Rep. James Faleke (APC-Lagos), the chairman of the Committee, said this at the resumed interactive session with revenue-generating agencies in Abuja on Friday.
Faleke accused the NCAA management of depriving the nation of its financial responsibility by hiding the amount of revenue it generated annually.
He said the NCAA management had refused to give the committee the requested data on the number of passengers that flew airlines because it does not want to disclose the amount of its annual IGR.
He, however, promised that the committee would get the money no matter how hard the NCAA tried to hide it.
“You people have always reported a negative balance. I have done so much research this year on NCAA, which is why I have so much information.
“If we further compel you to provide such information, somebody else will occupy that office,” he said.
The committee unanimously agreed that if the NCAA came back and could not produce the requested document on or before Dec. 14, it would affect their seat.
The committee said it was empowered by law to scrutinise the NCAA’s document and must be tendered on request, adding that anything such as presenting the document would amount to a waste of time.
The committee said the abandoned recklessness going on in the nation’s domestic airlines was unprecedented.
Falake demanded comprehensive details on how the NCAA arrived at the data of passengers flying month by month and which airline carried the passengers submitted before it.
He urged the Nigeria Meteorological Agency (NiMET) to also produce its reconciliation of the revenue shared by the NCAA, adding that it was not enough for the NCAA to give it just N2 billion without proper reconciliation.
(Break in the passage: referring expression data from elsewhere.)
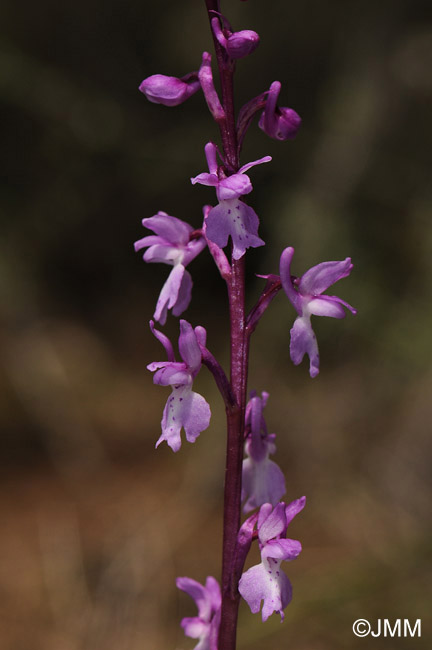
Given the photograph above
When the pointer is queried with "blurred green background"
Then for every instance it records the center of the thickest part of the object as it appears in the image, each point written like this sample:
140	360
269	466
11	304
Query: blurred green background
96	525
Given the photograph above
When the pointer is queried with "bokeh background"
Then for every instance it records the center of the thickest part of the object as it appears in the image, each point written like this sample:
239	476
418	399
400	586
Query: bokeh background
96	525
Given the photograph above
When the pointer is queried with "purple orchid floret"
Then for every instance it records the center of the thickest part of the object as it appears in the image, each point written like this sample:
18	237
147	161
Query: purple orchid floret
169	91
279	123
306	297
266	581
205	626
172	244
262	480
184	408
231	217
237	44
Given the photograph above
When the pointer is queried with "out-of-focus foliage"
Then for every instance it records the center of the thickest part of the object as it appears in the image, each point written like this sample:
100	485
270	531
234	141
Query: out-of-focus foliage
97	525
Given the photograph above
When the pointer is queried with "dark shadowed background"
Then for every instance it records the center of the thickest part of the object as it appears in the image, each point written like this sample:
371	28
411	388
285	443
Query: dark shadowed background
96	525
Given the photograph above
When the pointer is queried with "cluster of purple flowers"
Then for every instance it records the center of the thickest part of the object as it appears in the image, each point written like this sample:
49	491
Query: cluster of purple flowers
177	244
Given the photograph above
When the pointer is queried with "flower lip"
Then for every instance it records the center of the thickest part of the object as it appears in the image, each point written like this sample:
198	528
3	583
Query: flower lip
169	91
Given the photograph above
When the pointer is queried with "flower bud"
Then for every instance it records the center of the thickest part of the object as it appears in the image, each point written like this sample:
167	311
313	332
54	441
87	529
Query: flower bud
279	123
169	91
240	44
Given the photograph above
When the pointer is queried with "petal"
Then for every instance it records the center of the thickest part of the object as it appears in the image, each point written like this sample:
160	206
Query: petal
195	416
150	240
262	482
170	228
282	549
184	295
233	187
266	582
195	628
184	409
210	151
260	161
193	248
285	274
188	346
331	308
273	525
303	341
164	254
170	427
169	293
169	91
236	219
242	43
322	276
172	374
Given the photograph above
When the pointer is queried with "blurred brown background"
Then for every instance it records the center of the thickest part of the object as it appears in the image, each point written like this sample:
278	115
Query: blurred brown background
95	524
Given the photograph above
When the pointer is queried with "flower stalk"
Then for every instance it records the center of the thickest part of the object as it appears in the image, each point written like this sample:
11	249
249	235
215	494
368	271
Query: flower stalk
254	480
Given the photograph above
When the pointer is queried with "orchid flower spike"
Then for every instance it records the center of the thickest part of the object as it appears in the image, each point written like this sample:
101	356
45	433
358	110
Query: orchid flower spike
263	480
172	244
236	44
266	581
279	123
169	91
184	408
306	297
205	626
231	217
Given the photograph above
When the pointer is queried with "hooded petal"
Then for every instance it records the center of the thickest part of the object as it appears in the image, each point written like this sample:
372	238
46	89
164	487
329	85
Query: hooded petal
164	253
169	91
326	306
235	219
262	482
294	508
322	276
162	338
273	525
205	179
170	228
193	248
285	274
170	374
282	549
195	415
253	163
303	341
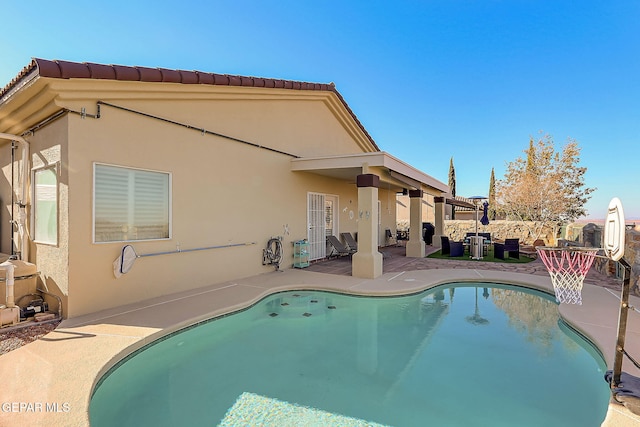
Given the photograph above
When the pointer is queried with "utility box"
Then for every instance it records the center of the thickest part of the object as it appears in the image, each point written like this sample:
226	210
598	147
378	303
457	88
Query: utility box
476	246
24	275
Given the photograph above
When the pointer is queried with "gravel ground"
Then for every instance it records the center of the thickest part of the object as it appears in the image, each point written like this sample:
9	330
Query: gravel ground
17	337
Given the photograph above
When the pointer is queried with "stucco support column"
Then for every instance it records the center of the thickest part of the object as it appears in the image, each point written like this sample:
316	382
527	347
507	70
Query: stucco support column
439	204
415	245
367	262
Falake, however, asked the NCAA to produce “the total number of passengers that flew all airlines every month, and the airline, and how many passengers they carried.
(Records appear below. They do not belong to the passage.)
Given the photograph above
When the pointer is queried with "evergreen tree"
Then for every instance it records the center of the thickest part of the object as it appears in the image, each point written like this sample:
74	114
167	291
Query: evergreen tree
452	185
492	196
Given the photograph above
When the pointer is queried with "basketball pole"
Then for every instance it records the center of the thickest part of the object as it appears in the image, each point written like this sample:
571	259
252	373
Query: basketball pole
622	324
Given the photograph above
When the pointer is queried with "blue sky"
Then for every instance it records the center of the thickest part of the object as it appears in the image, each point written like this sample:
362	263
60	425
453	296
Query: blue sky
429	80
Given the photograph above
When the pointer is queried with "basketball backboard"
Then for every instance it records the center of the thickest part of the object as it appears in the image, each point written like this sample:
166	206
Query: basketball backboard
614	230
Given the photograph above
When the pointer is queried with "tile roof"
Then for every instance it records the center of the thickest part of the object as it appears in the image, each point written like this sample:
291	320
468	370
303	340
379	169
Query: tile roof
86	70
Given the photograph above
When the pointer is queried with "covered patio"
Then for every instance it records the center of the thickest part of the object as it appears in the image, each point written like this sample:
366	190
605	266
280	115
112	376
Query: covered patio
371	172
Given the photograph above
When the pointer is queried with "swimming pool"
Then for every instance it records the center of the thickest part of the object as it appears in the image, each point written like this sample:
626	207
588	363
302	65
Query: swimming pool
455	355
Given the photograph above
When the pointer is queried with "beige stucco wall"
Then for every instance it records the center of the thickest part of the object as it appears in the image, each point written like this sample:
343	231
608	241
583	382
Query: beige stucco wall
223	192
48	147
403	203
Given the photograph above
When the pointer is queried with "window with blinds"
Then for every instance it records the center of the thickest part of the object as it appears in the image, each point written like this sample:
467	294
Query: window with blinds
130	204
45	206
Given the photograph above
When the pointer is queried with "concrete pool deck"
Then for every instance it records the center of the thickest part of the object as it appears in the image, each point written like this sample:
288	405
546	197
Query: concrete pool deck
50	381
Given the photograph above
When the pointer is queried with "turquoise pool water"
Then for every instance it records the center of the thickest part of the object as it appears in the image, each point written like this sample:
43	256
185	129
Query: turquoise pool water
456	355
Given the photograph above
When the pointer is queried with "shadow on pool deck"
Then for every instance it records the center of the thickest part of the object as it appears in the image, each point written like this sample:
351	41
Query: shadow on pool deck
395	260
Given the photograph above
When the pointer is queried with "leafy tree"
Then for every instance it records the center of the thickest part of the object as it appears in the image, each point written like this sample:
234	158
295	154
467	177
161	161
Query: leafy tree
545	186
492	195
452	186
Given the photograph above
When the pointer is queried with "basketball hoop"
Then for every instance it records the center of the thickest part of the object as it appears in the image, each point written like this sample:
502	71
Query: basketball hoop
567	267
Others included: which destination and the fare charge, where the five per cent of the money retired was, and which bank account and distribution pattern of that sum and evidence of distribution
The committee also threatened to issue an arrest warrant for Nigeria Airspace Management Agency (NAMA) if it failed to appear before it on Dec. 4.
In their response to various allegations, the NCAA representatives, Captain Ibrahim Dambazau and Abubakar Gachi said the data of passengers being requested was presented earlier, and it was correct, contrary to the committee’s claim of presenting fake data.
He said the data was analysed with the same document presented before the committee.
NIMET, on his part, said it used to do account reconciliation with the NCAA before now, but it had since stopped in 2017 with the Federal Airport Authority of Nigeria (FAAN).
From the documents earlier submitted to the committee, the NCAA declared N12.7 billion in revenue from the share of the gross revenue allotted to regulatory agencies in the industry.
The lawmaker, however, said the amount was below the computed gross revenue share received by NCAA worth N66 billion, realised from both revenues accrued from local and international travels for 2022.